Singapore's benchmark Straits Times Index <.FTSTI> fell 2.51% on Thursday to 2,786.90 points. Here are some stocks and factors to watch:
Olam International says it is planning to acquire the entire equity interest in Turkish hazelnut manufacturer and supplier, Progida Group, for 66 million Turkish lira ($63.7 million).
Casino operator Genting Singapore may be in focus after reporting adjusted earnings before interest, taxes, depreciation and amortization (EBITDA) of $375.5 million in its third quarter, a 7% increase from a year earlier.
RBS said in a report that the market share of Genting's Singapore casino, Resorts World Sentosa, continued to erode quarter-on-quarter and now stood at 48%, losing its market leader status to rival Marina Bay Sands.
Founder and acting chief executive of commodities firm Noble Group, Richard Elman, said on Friday the departure of former CEO Ricardo Leiman was planned for some time and had nothing to do with the third-quarter loss.
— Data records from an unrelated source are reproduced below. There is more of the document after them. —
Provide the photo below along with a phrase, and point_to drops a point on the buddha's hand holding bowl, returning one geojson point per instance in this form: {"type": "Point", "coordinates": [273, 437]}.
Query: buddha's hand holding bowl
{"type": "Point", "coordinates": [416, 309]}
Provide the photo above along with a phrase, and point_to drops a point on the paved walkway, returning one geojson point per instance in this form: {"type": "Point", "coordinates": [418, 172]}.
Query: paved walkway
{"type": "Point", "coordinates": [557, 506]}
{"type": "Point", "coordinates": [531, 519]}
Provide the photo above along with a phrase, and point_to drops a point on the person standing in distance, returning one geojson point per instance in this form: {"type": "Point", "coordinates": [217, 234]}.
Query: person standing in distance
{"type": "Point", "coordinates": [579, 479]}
Separately, an investment firm linked to Elman's family bought 10 million of Noble shares on Thursday as the price plunged by more than a quarter, Noble Group said in a regulatory filing.
F J Benjamin Holdings says net profit after tax rose to $3.7 million in the first quarter ended 30 September 2011 (1Q 12) with double-digit sales growth in key markets.
Singapore property developer City Developments said on Thursday its third-quarter net profit fell 32.4% to $132.1 million from a year earlier, partly hurt by lower contribution from rental properties.
Southeast Asia's largest bank DBS and postal service provider Singapore Post announced on Thursday a partnership to offer basic banking services at all Singapore Post's outlets from January 3, 2012. This will enable customers to conduct banking transactions at 140 outlets in Singapore, up from DBS's 80 branches currently.